Между тем Дружинин не был равнодушен к общественным нуждам, тем более нуждам народных слоев. Но путь осуществления идеалов цивилизации и прогресса ему виделся по-своему. Что касается литературы и искусства, то критик был убежден, что поэзия (любых времен и народов) «не могла служить одним отголоском несчастий политических и общественных», что поэзия «есть плод свободного вдохновения и усилий людей, созданных для искусства и дышащих для него одного». Он искренне стремился обратить внимание не на прикладную, а на глубинную функцию искусства: быть светочем человеческой жизни, выражать высшие и совершеннейшие стимулы жизни, воплощенные в таких понятиях, как красота, любовь, добросердечие. Связь искусства с жизнью он рассматривал не как дидактическое воздействие на человека, а как возвышение его чувств, приобщение к прекрасному посредством духовного преображения личности. Тем более что создание истинной поэзии критик не мыслил в отрыве от родной национальной почвы: «Не для фантазий и утопий поэт рожден на свет, а для сильного труда… Для изучения быта, им избранного, он должен… сцепляться с ним всеми фибрами своего существования, любить его при всех его несовершенствах, даже отчасти быть несовершенным с ним вместе».
Стараясь доказать правоту своей позиции, Дружинин прибегал иногда к намеренно заостренным формулировкам, что давало повод его противникам обвинять критика в непонимании искусства, в прямом содействии т. н. «чистому искусству», разумея под этим творчество, лишенное не только связей с общественной жизнью, но и вообще серьезных мыслей.
Так случилось, к примеру, с известным рассуждением Дружинина в ст. «Критика гоголевского периода и наши к ней отношения» о том, что все «критические системы, тезисы и воззрения… могут быть подведены под две, вечно одна другой противодействующие теории, из которых одну мы назовем артистическою, т. е. имеющую лозунгом чистое искусство для искусства, и дидактическую, т. е. стремящуюся действовать на нравы, быт и понятия человека через прямое его поучение». Дружинин употребляет выражение «чистое искусство» для обозначения искусства свободного («чистого») от дидактической направленности, а не от содержательных начал творчества как таковых. Речь идет лишь о недопустимости влияния в форме прямого поучения.

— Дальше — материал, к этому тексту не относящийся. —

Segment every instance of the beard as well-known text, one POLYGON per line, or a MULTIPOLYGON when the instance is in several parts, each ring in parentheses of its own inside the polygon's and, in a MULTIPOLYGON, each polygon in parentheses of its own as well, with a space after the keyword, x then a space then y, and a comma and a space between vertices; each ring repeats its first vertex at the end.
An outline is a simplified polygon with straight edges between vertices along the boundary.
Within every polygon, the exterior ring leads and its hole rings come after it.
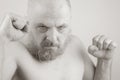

Что касается самого влияния искусства на нравственно-духовное состояние людей, то критик в этом усматривал как раз высшее назначение художественного творчества. Но чтобы быть способным выполнить такое назначение, художник должен «очистить» свое творение от чужеродных примесей, от того, что мешает ему предаться «вдохновению», «молитвам», столь необходимым человечеству.
Дружинин основывает свои суждения об искусстве на двух важнейших с точки зрения формирования эстетической системы положениях: 1. Искусство имеет дело с общезначимым и «вечным», воспроизводя его посредством красоты, прекрасных (при наличии идеала) образов. 2. Будучи призванными формировать устремления человека к идеалу, развивая свои формы в условиях постоянно меняющейся действительности, искусство и литература не могут, однако, подчинить себя голой «натуральности», общественному прагматизму до такой степени, чтобы утратить свое главное назначение — быть источником нравственного преображения.
Т. о., борьба с дидактизмом, отрицание первенства в искусстве «скоропреходящих» вопросов жизни, разъяснение категории «вечного» в искусстве как высшей качественной меры художественных образов — вот что составляет основу эстетической теории А. В. Дружинина и его сторонников, получившей название теории «чистого искусства». «Чистое» у Дружинина не значит «бесплотное», отвлеченное искусство, лишенное каких бы то ни было земных соответствий. Чистое — это прежде всего духовно наполненное, сильное по способам самовыражения искусство, чурающееся простой фиксации малозначительных явлений и фактов. Степень духовной красоты, нравственного совершенства, явленная в произведениях искусства, отражает ту высоту, к которой должен стремиться настоящий художник, ибо он ответствен перед Богом и людьми за чистоту нравственного идеала, выраженного в его творениях.
Дружинин был одним из первых, кто повел принципиальную борьбу с односторонним, вульгарно-социологическим пониманием творчества Н. В. Гоголя. За попытку установить верный взгляд на творчество великого писателя он на долгие годы был причислен к противникам реализма и даже к ниспровергателям самого Гоголя как обличителя человеческих пороков. В действительности же сегодняшний, более широкий, взгляд на Гоголя невозможен без учета того, что говорил в свое время Дружинин.
Основной тезис, который защищал Дружинин в характеристиках Гоголя, сводится к тому, что Гоголь «не есть поэт отрицания», что в своих произведениях он выступает «человеком любящим, поэтом всесторонним».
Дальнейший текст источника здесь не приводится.